During the visit, the delegation met with the FCO; senior parliamentarians; legal practitioners; human rights, international law and constitutional scholars; and China scholars from King’s College, London, the University of Oxford, SOAS, Queen Mary University of London and the University of Nottingham. They also visited Nottingham Crown Court to witness court proceedings and meet court administrators and judges.

The delegation met with GBCC’s vice president, the Right Hon Sir Oliver Letwin MP, and GBCC board member, the Right Hon Liam Byrne MP. At a meeting with Justice of The Supreme Court, The Right Hon Lord Hodge, the delegation discussed judicial reform efforts in the UK and China. Lord Hodge led the UK delegation at the recent 5th UK-China judicial roundtable, held in October 2018 and organised by GBCC, which focused on cross border criminal and commercial legal cooperation.

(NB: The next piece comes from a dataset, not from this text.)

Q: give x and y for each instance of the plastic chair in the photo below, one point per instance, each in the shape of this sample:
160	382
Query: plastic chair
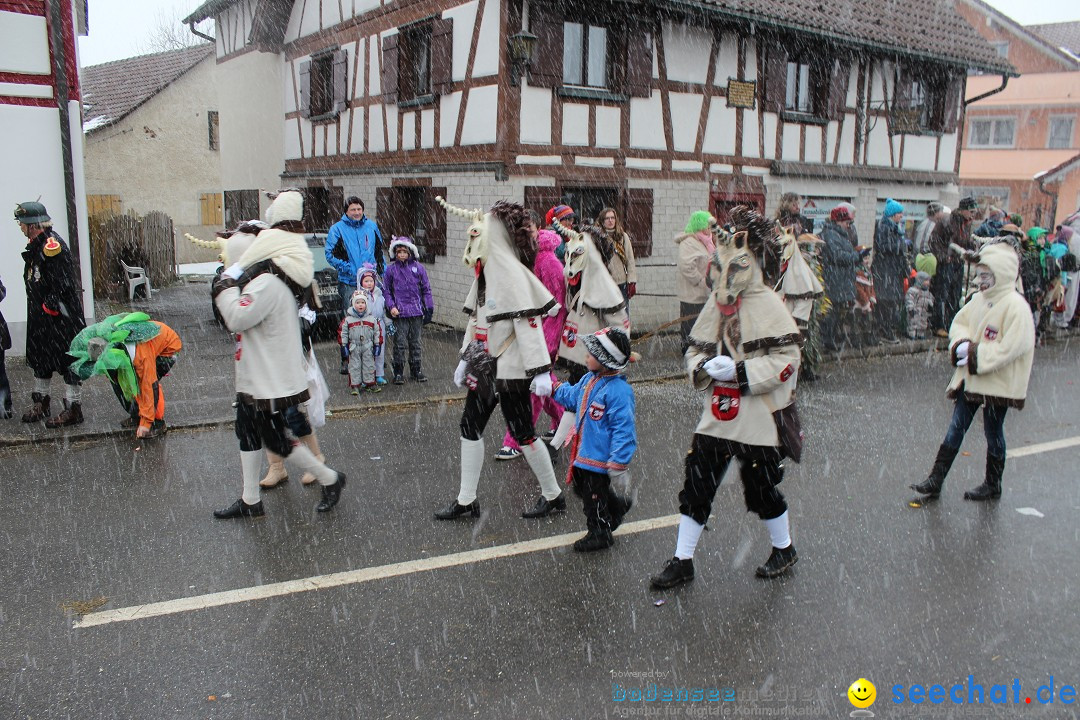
135	277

On Tuesday 4th December, GBCC hosted a roundtable on ‘Rule of Law in Practice’, chaired by assistant director, Kathryn Rand. Phil Golding, chief executive of the Law Commission, David Sprackling, director general at the Office of the Parliamentary Counsel, and Matthew Bell, head of legislation services at the National Archives, discussed independent law review, legal drafting and public access to legislation with the delegation.

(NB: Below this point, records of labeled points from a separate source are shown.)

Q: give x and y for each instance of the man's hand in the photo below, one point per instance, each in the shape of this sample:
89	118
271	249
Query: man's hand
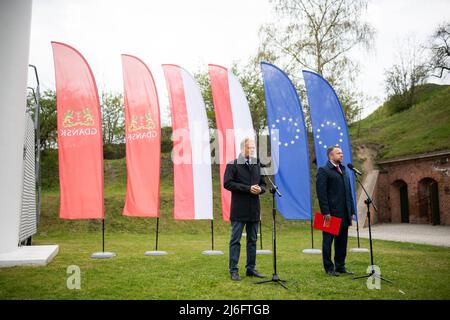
255	189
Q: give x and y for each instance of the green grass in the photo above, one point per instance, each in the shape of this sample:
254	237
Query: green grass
420	271
425	127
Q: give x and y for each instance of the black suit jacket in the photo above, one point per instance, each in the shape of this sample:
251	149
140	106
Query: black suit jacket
334	193
238	179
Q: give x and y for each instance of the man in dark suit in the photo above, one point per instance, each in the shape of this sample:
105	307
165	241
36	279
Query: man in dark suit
335	199
243	178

Phil Golding discussed the role of the Law Commission, as an independent statutory body, in reviewing legislation and recommending legal reform in the UK. He highlighted the public consultations that the Commission undertakes, and particular aspects of legal reform that the body is tasked to independently review by government.

David Sprackling explained the role of the Office of the Parliamentary Counsel (OPC), part of the Cabinet Office, in drafting all Bills introduced to Parliament by government. While the OPC must draft legislation in accordance with government policy, Mr Sprackling also reiterated that the Office must also maintain the integrity of the rule of law when drafting legislation.

Matthew Bell introduced the work that Legislation Services, a division of the UK’s National Archives, has undertaken to make the UK’s legislation accessible to the public on the website legislation.gov.uk. Enacted legislation is now available online from the year 1267 to the present, increasing transparency and accountability.

With up to 20,000 changes to primary and secondary legislation per year, Mr Bell commented that it is challenging to ensure timely updates. He noted that Legislation Services have undertaken research of their user-base and identified increasing public demand for open and online access to legislation.

Participants shared their experiences of the challenges of ensuring fair, open and effective public consultations in review of legislation, particularly weighing the balance been expert and non-expert opinion during public and stakeholder consultations. Discussions also highlighted the impact of digital technology and artificial intelligence on law reform, from legislating for automated vehicles and smart contracts, to the changing expectations of users.

Discussion also covered the differences between common law and civil law jurisdictions in relation to legislative frameworks. The Chinese delegation was particularly interested in the relationship between case law and statutes in the UK. They also shared their perspectives on China’s ongoing efforts to make legislation more accessible to the country’s citizens.

Throughout the week, the Chinese delegation and their UK interlocutors reiterated the value of sharing experiences and engaging in debate on rule of law in the UK and China. They expressed a desire for further opportunities to continue these discussions in the future.